Concretamente, la inmobiliaria pide para cada uno de ellos 1 año y nueve meses de prisión por coacciones y amenazas, mientras que la Fiscalía solicita cuatro meses de cárcel por posible usurpación. Además, se enfrentan al pago de un total de 13.000 euros de multa y 40.000 de indemnización.

Antes de entrar en la sede judicial de la Caleta, uno de los procesados, Oliver Fernández, ha explicado que fue inquilino de la Casa del Aire, situada en la calle Zenete del barrio granadino del Albaicín, desde el año 2003 y que fue desalojado de su vivienda en enero de 2010 por la inmobiliaria, que le acusaba de carecer de contrato, pese a que tenía uno verbal, según ha asegurado.

Aquel día dispuso tan sólo de dos horas para sacar sus cosas de la que había sido su casa, por lo que muchas de sus pertenencias las tuvo que dejar en el inmueble. Desde entonces, ha sido objeto, según ha dicho ante los periodistas, de numerosas multas y ha sido denunciado en ocasiones anteriores por la propietaria del edificio, si bien en los juicios celebrados ha sido finalmente absuelto.

"La presión era constante para que nos fuéramos de la casa, han perseguido la declaración de ruina, corte de suministros, amenazas e intento de quitar las puertas", ha indicado Fernández, que defenderá en el juicio que tenía un contrato verbal, y que no estaba ocupando la vivienda.

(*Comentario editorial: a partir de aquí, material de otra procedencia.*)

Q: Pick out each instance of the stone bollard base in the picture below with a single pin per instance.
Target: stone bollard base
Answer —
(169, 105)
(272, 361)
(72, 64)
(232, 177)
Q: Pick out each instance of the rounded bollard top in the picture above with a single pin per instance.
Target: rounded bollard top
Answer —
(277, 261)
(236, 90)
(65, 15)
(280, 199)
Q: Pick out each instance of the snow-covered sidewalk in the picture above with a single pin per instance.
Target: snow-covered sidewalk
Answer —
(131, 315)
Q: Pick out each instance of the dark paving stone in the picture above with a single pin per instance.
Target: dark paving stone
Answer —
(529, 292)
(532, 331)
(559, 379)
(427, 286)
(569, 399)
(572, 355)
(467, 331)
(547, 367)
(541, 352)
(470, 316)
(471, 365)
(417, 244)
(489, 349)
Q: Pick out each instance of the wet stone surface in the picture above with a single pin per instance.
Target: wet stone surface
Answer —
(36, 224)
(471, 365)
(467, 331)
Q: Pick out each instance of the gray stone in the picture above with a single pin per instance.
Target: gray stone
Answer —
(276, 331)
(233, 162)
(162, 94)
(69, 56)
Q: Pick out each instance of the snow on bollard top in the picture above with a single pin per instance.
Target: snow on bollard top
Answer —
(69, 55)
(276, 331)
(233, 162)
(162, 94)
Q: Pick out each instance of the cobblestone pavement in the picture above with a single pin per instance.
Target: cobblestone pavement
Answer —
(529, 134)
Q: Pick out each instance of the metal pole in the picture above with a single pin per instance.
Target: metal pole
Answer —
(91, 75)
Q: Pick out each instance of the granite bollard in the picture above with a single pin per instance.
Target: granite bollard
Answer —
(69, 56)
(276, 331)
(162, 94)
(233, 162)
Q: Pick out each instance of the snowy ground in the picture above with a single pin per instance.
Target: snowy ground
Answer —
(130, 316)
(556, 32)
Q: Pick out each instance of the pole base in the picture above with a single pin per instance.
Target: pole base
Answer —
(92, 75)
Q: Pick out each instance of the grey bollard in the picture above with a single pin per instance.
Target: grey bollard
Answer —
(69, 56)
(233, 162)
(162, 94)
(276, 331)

Otra de las procesadas, Clara Martínez de Dios, que fue desahuciada después de 22 años viviendo en la Casa del Aire, ha calificado la situación de "disparatada" y ha acusado a los bancos y las inmobiliarias de actuar como "auténticos delincuentes". "Sólo hemos defendido nuestro derecho a permanecer en nuestra vivienda, hemos vivido años de acoso permanente, en especial, Manuel, el último inquilino", ha mantenido Clara, para quien los vecinos de este inmueble son víctimas de una "situación absolutamente anticonstitucional y completamente vergonzosa".

Como ejemplo de la lucha contra la especulación urbanística

El inmueble se mantiene desde hace años como ejemplo de la lucha contra la especulación urbanística en el Albaicín, y ha concentrado en varias ocasiones, fundamentalmente desde 2010, a numerosas personas contra los desahucios de sus últimos inquilinos.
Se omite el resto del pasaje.